Politics and Abundance

When Jesus said, 'It is more blessed to give than to receive,' he was not teaching self-denial, but the law of abundance.

Abundance cannot be acquired, only given. With a mind in the mode of acquisition, even the wealthiest person feels lack. There is never enough. But with a mind in the mode of giving, even the poorest person feels wealthy.

In Third World cultures of hospitality, the poorest village will throw a feast for a visiting stranger. Somehow, it is truly a feast, because when everyone shares, there is plenty. This is the real meaning of Christ's "miracle of the loaves and fishes." The story is not about supernatural power, but the miracle of human community.

It's easy to be liberal when we're being liberal with other people's money. And it's easy to be conservative when we're conserving everything for ourselves. But the beloved community is based on mutual abundance.
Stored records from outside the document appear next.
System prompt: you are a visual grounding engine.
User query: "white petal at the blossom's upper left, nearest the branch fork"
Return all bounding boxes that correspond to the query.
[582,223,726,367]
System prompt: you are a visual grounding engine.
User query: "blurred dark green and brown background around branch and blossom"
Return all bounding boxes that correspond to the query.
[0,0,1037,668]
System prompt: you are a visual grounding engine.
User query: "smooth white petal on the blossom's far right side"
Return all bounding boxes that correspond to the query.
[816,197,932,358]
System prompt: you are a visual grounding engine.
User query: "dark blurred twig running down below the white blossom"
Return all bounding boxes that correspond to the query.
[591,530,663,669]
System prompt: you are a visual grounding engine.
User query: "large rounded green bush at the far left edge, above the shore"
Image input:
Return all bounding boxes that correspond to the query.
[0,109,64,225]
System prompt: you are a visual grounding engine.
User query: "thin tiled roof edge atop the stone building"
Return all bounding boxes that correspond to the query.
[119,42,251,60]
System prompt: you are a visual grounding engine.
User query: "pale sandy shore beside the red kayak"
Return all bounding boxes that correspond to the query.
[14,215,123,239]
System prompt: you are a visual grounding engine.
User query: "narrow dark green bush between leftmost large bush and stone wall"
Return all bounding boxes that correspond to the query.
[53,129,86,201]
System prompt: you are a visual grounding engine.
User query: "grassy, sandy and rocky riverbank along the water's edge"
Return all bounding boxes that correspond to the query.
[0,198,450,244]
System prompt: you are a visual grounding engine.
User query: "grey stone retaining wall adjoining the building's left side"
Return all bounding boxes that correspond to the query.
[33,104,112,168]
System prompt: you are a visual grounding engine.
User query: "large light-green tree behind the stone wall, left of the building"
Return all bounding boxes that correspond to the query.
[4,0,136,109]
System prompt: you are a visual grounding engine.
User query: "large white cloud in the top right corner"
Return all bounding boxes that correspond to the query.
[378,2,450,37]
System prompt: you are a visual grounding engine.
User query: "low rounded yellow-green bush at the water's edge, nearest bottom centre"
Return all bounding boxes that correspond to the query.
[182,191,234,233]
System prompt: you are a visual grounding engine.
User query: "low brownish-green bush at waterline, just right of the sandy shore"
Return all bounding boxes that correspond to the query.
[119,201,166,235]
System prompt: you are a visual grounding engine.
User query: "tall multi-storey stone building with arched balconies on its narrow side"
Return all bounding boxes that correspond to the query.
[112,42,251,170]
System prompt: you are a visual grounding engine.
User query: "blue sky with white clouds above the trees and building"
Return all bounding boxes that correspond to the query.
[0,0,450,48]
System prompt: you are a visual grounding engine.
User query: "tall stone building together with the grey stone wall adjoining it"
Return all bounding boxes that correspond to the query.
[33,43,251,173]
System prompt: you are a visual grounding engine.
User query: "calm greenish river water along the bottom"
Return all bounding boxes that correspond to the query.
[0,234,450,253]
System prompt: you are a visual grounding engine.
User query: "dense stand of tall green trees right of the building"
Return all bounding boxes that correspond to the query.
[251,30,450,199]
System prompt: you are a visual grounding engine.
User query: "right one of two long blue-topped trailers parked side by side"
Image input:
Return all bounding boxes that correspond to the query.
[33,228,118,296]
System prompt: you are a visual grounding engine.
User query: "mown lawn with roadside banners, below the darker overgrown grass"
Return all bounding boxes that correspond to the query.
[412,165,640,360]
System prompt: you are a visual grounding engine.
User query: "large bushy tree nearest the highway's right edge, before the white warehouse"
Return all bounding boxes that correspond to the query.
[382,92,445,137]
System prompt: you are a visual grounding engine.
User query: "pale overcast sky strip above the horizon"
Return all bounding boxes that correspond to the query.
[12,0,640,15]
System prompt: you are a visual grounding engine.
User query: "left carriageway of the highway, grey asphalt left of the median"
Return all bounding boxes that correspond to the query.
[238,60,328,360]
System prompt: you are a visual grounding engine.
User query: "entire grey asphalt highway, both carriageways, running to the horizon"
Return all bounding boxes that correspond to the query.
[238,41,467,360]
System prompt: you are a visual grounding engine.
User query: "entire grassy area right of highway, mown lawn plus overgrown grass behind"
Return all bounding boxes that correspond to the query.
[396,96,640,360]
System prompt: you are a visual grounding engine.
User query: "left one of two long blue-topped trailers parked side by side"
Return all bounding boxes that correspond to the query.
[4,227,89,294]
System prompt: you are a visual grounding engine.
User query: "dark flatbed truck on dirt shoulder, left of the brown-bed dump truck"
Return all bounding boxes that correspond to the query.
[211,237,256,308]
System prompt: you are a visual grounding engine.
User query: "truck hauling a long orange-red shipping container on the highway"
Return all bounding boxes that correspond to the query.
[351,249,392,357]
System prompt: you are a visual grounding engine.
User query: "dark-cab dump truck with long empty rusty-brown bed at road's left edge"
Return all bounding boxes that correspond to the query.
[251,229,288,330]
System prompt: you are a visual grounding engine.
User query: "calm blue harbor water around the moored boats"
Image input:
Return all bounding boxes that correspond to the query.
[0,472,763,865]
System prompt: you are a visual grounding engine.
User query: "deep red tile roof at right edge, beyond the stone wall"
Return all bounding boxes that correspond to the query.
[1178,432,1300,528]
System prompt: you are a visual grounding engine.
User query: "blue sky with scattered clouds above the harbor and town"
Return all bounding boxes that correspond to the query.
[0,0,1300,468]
What is acquired is multiplied by giving. Everyone participates. Those who do not give do not receive. But to those who give, more will be given. "Give and it will be given to you." (Luke 6:38)

Economies based on the acquisition of personal wealth are doomed to failure. Economies based on shared wealth are destined for success.

As we decide which political candidate to support in the coming election, the rubric is simple: which candidate represents an ethic of personal acquisition, and which candidate represents an ethic of shared abundance?